Tuesday, February 10, 2015

Project and Padlet Pensiveness

Forgive the title but I love me some alliteration.

My 10th grade Honors students are about to embark on a reading of Amy Tan's The Joy Luck Club.  Before they read, I assigned a research project.  A small one.  I found the idea online last year and adapted it for my own needs.  Here is a copy of the handout.

The students will choose a topic in pairs or groups to research and create a presentation that incorporates an online tool to share with the class so that everyone gets a little background on Chinese culture before the book.  The students do the presentation together but write their own paper.

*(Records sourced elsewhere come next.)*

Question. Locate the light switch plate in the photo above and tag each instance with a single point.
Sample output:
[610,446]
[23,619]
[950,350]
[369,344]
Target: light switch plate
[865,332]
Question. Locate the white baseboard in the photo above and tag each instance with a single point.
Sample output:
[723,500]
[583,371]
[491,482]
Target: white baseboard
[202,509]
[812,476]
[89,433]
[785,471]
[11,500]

Theoretically, the presentations should have only taken a day, but today is day two and we still have some for tomorrow.  In my opinion, these are the possible reasons for the delay:

  • Students in my second group were not ready yesterday and only about 3 groups went.  The groups that went today cannot get an A on the presentation due to the fact that they weren't ready yesterday.
  • Students didn't have their online tools ready to go.  It ate up a lot of time to log into accounts and bring presentations up.  Next time, I'm going to insist that students provide me a link that I can click on in the assignment on Classroom.
  • I insisted that students give feedback on a Padlet wall (more on that below) and that took up some time between each presentation.
Some students got very creative (and one group brought in food) in some of their presentations.  Those that created videos seemed to do the best in engaging the class.  Some students didn't pay attention to the fact that I wanted more than for them to just stand up there and go through their Google Slides (sigh).

In my own graduate work, I was instructed to create or adapt a project that had students collaborating via technology somehow.  I chose to use the research project to fulfill this assignment.  I decided to use Padlet and create a wall for students to leave notes to each group giving their feedback. 


I had the wall set to free form at first and that was just a fuster cluck of wading through the notes.  I switched it to grid view and immediately sighed with relief.  As did the students when they saw it the next day (some actually thought I went through and spent the time hand organizing it at first).  I think I'll set it that way automatically next time.

Ultimately, I like Padlet so far, and I think it's a good way to have students give feedback and be mindful of what they are saying because other people can see it.

Have you used Padlet?  Something better?  Let me know your thoughts and suggestions.